We don't know the Mikrotik retail prices for nearby retailers, but I think they're not that high, and all the money goes to taxes and VAT.
For example, in Russia, where imports are also difficult, I can give you a range of prices I've bought in the last couple of months.
Last month, I bought an AX Lite LTE6 for $84, and I also bought an L009UiGS-2HaxD-IN for $99. We have a lot of AX2s for $105... I don't know how they're imported for those prices, but that's the final price. They're not popular, though, because regular home routers cost $30-40, and smart switches cost $15-30. Mikrotik can't compete with, say, the TPlink AC1200 AX1800, which costs $25.
Not know if it is that situation but it could be the effect of so called "gray import" (Assume that it is a common name in different countries for such kind of procedure)

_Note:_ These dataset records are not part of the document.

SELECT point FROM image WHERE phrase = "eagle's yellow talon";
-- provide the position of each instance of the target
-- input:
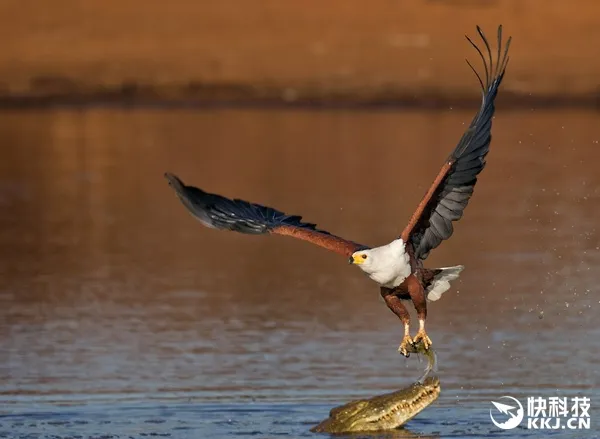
(422, 336)
(405, 346)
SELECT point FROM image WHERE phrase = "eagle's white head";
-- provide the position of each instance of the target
(387, 265)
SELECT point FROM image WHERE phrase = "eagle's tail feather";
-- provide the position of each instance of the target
(441, 282)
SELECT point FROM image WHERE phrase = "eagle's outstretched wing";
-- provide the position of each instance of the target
(218, 212)
(450, 192)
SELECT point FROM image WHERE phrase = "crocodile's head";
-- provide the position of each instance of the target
(383, 412)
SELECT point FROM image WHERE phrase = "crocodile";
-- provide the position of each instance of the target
(387, 411)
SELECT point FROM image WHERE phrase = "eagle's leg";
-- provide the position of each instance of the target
(395, 304)
(417, 294)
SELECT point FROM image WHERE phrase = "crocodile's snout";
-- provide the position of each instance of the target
(383, 412)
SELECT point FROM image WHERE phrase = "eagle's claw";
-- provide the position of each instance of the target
(405, 346)
(422, 336)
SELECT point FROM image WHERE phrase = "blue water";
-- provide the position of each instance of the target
(122, 317)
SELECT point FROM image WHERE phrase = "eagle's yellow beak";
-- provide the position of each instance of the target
(357, 260)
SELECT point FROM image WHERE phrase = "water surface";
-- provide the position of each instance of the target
(120, 315)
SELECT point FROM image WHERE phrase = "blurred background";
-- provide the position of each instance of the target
(121, 315)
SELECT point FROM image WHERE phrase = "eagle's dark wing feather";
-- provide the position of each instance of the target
(218, 212)
(448, 196)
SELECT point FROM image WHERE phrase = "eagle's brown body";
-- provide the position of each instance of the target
(398, 266)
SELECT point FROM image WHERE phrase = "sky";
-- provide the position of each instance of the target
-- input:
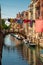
(9, 8)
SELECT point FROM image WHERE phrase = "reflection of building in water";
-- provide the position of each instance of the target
(25, 51)
(32, 55)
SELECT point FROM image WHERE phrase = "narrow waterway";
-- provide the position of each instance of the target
(14, 54)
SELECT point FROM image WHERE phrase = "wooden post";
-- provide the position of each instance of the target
(41, 8)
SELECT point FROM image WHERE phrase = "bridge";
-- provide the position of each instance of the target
(15, 32)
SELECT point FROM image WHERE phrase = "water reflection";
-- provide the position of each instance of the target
(32, 55)
(20, 54)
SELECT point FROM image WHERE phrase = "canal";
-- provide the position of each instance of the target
(14, 53)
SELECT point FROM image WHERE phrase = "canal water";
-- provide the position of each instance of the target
(16, 54)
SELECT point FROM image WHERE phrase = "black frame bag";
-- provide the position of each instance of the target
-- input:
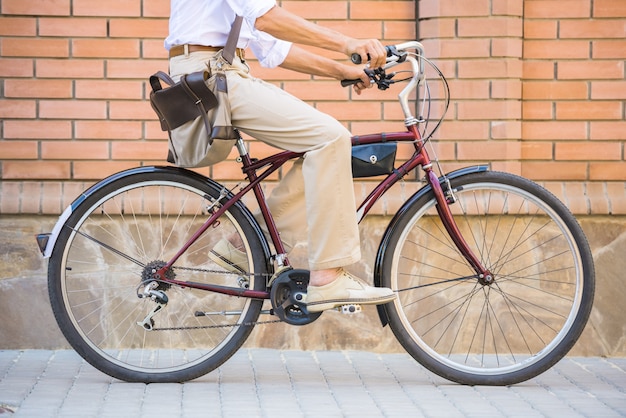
(370, 160)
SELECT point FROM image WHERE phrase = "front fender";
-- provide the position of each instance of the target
(382, 248)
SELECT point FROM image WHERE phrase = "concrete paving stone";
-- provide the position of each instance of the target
(272, 383)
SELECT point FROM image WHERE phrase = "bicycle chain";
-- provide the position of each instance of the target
(218, 326)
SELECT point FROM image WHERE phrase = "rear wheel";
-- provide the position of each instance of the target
(102, 263)
(506, 331)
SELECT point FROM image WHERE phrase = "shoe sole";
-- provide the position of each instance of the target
(335, 303)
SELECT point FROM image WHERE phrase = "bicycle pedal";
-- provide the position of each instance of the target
(350, 309)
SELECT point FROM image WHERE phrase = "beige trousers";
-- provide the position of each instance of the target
(314, 201)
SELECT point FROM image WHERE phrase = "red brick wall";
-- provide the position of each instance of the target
(538, 88)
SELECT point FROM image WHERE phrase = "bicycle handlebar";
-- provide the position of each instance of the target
(397, 54)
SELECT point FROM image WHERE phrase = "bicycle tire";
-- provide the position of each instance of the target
(513, 329)
(97, 271)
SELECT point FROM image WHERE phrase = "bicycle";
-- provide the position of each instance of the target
(494, 276)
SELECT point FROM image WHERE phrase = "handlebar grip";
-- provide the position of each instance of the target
(356, 58)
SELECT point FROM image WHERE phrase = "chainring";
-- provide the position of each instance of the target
(287, 296)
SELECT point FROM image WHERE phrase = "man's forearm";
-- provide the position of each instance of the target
(289, 27)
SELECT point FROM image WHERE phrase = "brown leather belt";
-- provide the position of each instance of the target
(183, 49)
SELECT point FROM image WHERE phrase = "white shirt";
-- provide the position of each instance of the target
(208, 23)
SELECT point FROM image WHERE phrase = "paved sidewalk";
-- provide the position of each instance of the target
(273, 383)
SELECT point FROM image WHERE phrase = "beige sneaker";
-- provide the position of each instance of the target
(225, 255)
(346, 290)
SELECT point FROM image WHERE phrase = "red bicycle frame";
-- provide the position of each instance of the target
(272, 163)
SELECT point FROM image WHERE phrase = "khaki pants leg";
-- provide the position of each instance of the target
(316, 196)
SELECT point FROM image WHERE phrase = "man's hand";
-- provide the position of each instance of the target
(372, 47)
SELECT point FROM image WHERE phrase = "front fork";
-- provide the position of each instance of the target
(444, 200)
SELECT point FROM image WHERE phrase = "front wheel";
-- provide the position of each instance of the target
(513, 328)
(101, 270)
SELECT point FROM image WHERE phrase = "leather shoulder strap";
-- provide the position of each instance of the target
(231, 43)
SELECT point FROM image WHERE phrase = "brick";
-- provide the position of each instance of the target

When a "BIG" buyer makes an order for a container of routers, it gets a "VERY GOOD" offer, buys goods and then sell them to domestic clients and could export with prices better than "good offers" for just "big" buyers achievable in other countries.
Why "gray export/import"? As Producers could have different sales politics for each country. BIG sellers could not obey these rules and could sell with lower prices even they do not comply Producer's internal rules. Big sales make difference.
In fact, it doesn't matter where they buy them, how they deliver them, or how they pay for them, because there are no other manufacturers of these goods anywhere in the world, which means that the manufacturer sets the price... the rest is just a "delivery fee."
No, no, it’s a politics instrument. In a crisis, more stringent pressure measures are applied than in regular times. Ordinary people will always be the losers.
I suppose the question could also be “Is Mikrotik still cost effective in your country?”. When I started using Mikrotik, it was a very cost effective solution. Not so much now. Also, they do seem to drag their heels a little bit on the Wi-Fi side.
Just read about the new hAP ax S - now that does look interesting and might offset some of the above. Finally triple-chain 5GHz in a lower-end unit. Will be interested to see UK street price of the $79 dollar price:
of course not, the throughput numbers are horrible for anyone with a 1 gig connection.
Never fails to annoy me that they stick 5 1gig ports and one 2.5gig port but the realistic routing throughput is around 750Mbps. The ax2 ( and ac2 and ac3) is right around 1gig, the ax3 is around 1.2gigs.
They claim gigabit class, wow, so if the ports are gigabit, they can use that for false advertising? Even the wifi throughput is short of 1gig.
I personally do not see the reason for the hap ax S. To me its an admission that all our WiFI products to date have been woefully lacking in the wifi6 realm, and we dont have out poop together yet to give you wifi7, so here is a bone, but pay not attention to the lack of useful throughput. ( its like they are doing food profiteering, where the price remains the same but the package is smaller and there is less food inside.
Summary, who in their right mind is going to get this, and not wait for wifi7 before changing out any current AC2 to AX3 products?? If one is first time into the market, they will not even look at wifi 6.
Personally I don't get the fascination about triple-chain WiFi. Actually used MIMO rank is a compromise between both link peers (e.g. AP and station). If one doesn't support 3x3 MIMO, then rank will drop to e.g. 2x2 MIMO. And I don't know if all the modern clients, supporting 4x4 MIMO, are actually capable of falling back to 3x3 rather than 2x2. Then AP might use third antenna to e.g. improve reception. But gains will be negligible in most cases.
Anybody remembering the original hAP ac (RB962UiGS-5HacT2HnT) device? It featured 3 chains for both 2.4GHz and 5GHz bands. But due to slow CPU (single core MIPS BE at 720MHz) it was never a good performer, specified AC1750 is a joke.
Somehow I see hAP ax S in the same category ...
Ahh well that’s not good. One assumed that if one had a 2.5Gbps port then one would at least get full 1Gbps through the wired ports. Just looked at the block diagram. The natural 1Gbps WAN port (ether1) is handled by the CPU before it hits the 4-port switch? Assume that’s the bottleneck?